Chapter 38

25 1 0
                                    

His face has turned completely cold. He gets off quickly and I feel his anger pulsating off him. He grabs a baseball bat from the car and walks off. I go to follow but I cannot bring myself to move. As he gets closer to the bushes I hear a noise again.

I feel my heart-beat thumping faster and harder with each passing second. It takes all I have in me not to break down there and then.

Cameron reaches out to shake the bushes. When he does we see a tangled little bird. A huge wave of relief washes over me and I notice him drop the bat and release the bird. As soon as he does it flys away and I wish I could fly away with it.

Thoughts of all the times Bart snuck back into our lives start to cram my mind. Its crazy to think all of this happened because of Bart. The thoughts begin to hurt as I struggle to control them devouring my mind and I knew Cam noticed because he looked at me with a glare that was too familiar.

All of a sudden my emotions burst and I sprint out the car door running into the forest.

"I don't want to be scared" I repeat in a pathetic whine over and over to myself.

I hear Cam yell after me "I know this is hard El but I wont let him hurt you ok. I'll keep you safe."

I almost go to turn back to him but I dont.

"I shouldn't of come." I whimper to myself. It dawns on me just how much Cameron's life is in danger with me. I sit myself down under a big tree towering over all the rest and let the waterfalls fall down my face.

I start to catch my breath as I receive a text message.

CAM; I wont let anyone screw this up El. You're mine and I want you here. I know you want me too.

I sit in silence for a while and I decide I really do want nothing more than him. I make my way back to the car, slowly placing one foot in front of the other and the world seems to move past so much faster than I can keep up with.

"I don't think I can stay here." I say feeling about as pathetic as I sound once Im seated in the car.

"Ok I'll take you away from this place then" he says and I can hear his frustration.

We drive and drive until the night sky turns into a never-ending shade of black. I fall asleep with him humming a tune I didn't recognize while tracing the palm of my hand with his thumb.

Oh what a joy to be alive

***********************

I wake up in a big wooden room in a king sized bed and my head is thumping like a drum. Im overwhelmed with feelings I cant quite describe, I only know that whatever I feel doesn't feel right. I realize I'm only in my underwear as I walk to open the curtain. As I pull all I see is completely white.

"Cameron?" I call as I start to back away from the window. I wait for a reply but receive no answer.

"Cameron?!" I start to scream totally disoriented. Did Bart capture us? Fuck I need to find him.

I start to scream even louder "Cameron!!" I sprint across the oversized room towards the door. I yank the door open and smash into someone on the over side.

"What's wrong?! What happened are you ok El?!"

"I-I thought th-that Bart" I say say within breathes.

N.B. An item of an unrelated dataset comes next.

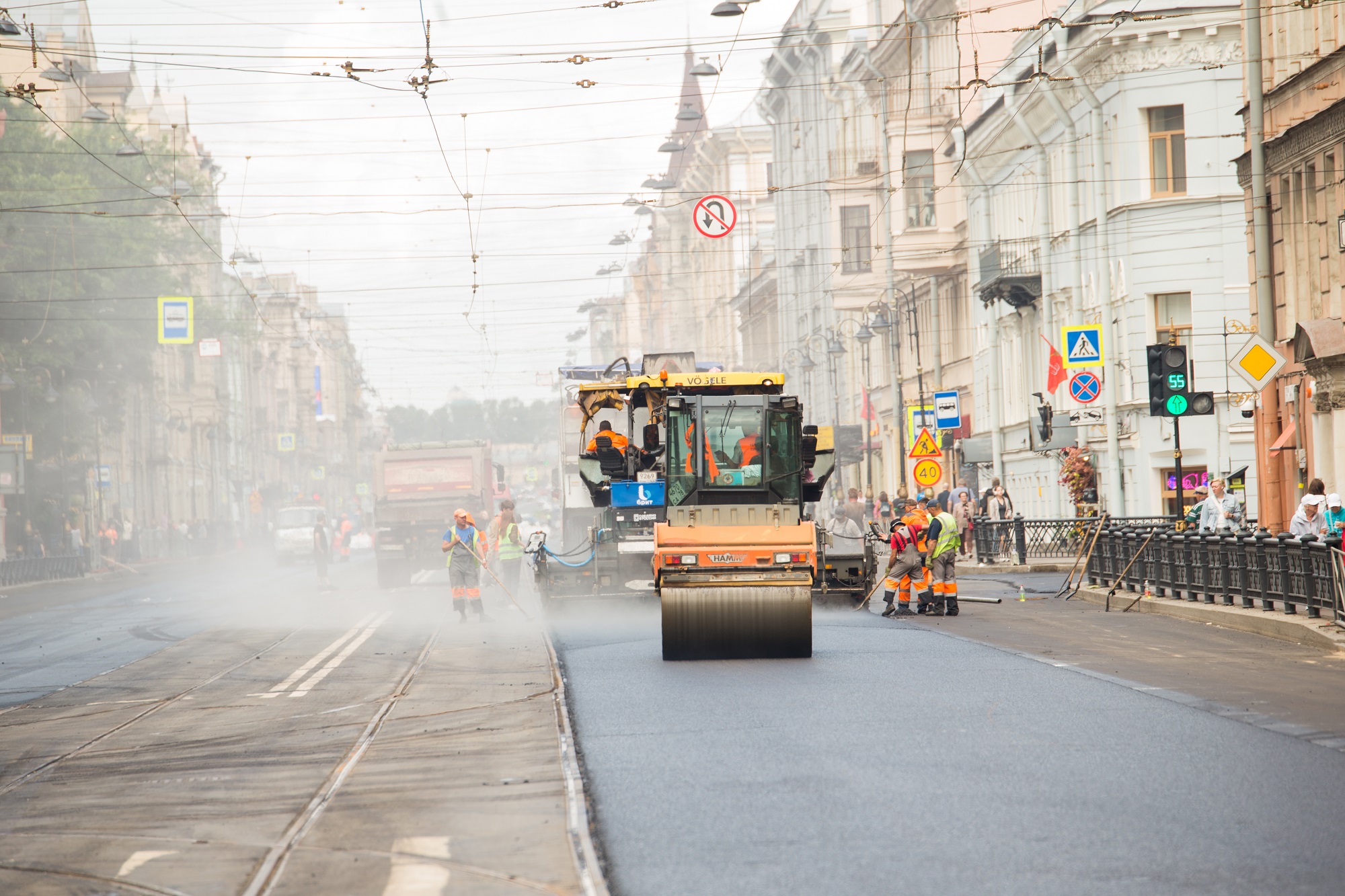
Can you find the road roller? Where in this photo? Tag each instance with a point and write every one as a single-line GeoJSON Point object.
{"type": "Point", "coordinates": [708, 474]}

"Baby no no no everything's ok we're ok" he says soothingly rubbing my back.

"Come have some breakfast and then we can hit the mountains" he says pulling me downstairs.

He puts his big tee shirt over me since I'm only in underwear and he's already made breakfast. I take a few panadol to ease my headache without Cam noticing. I don't know why but I don't want him to know.

We change into ski Gear and as soon as he opens the door we're greeted by snow.

"I've never been skiing before" I say wandering why my head wont stop thumping. My head is becoming so overbearing I don't know if Ill make it through the day if these pills don't work.

"Good thing you have me as your personal trainer" he says giving me a big hug from behind.

It takes me an hour but I finally get used to it. I only fall a couple of times but each time I had prince charming to come to my rescue, but, every time he'd hold me it just wouldn't feel right. Nothing seems right.

"I think you're ready" he says taking my hand.

"Ready for?" I say subtly moving mine away.

"To head up" he says as he makes a call.

He drives for a while and I'm not sure what to expect. We swooped and swerved around the hills for an hour until we come to a small station with a helicopter on the runway.

"No way" I whisper so quietly I think he may not hear

"I said we were going up my love" he says a bit too smugly.

Higher and higher we go and the thought of simply dropping passes through my mind. would it ease my pain? What a smple way to make all this hurting stop.

"I'll see you at the bottom" he says with a wink before jumping out.

I take a deep breathe before doing the same.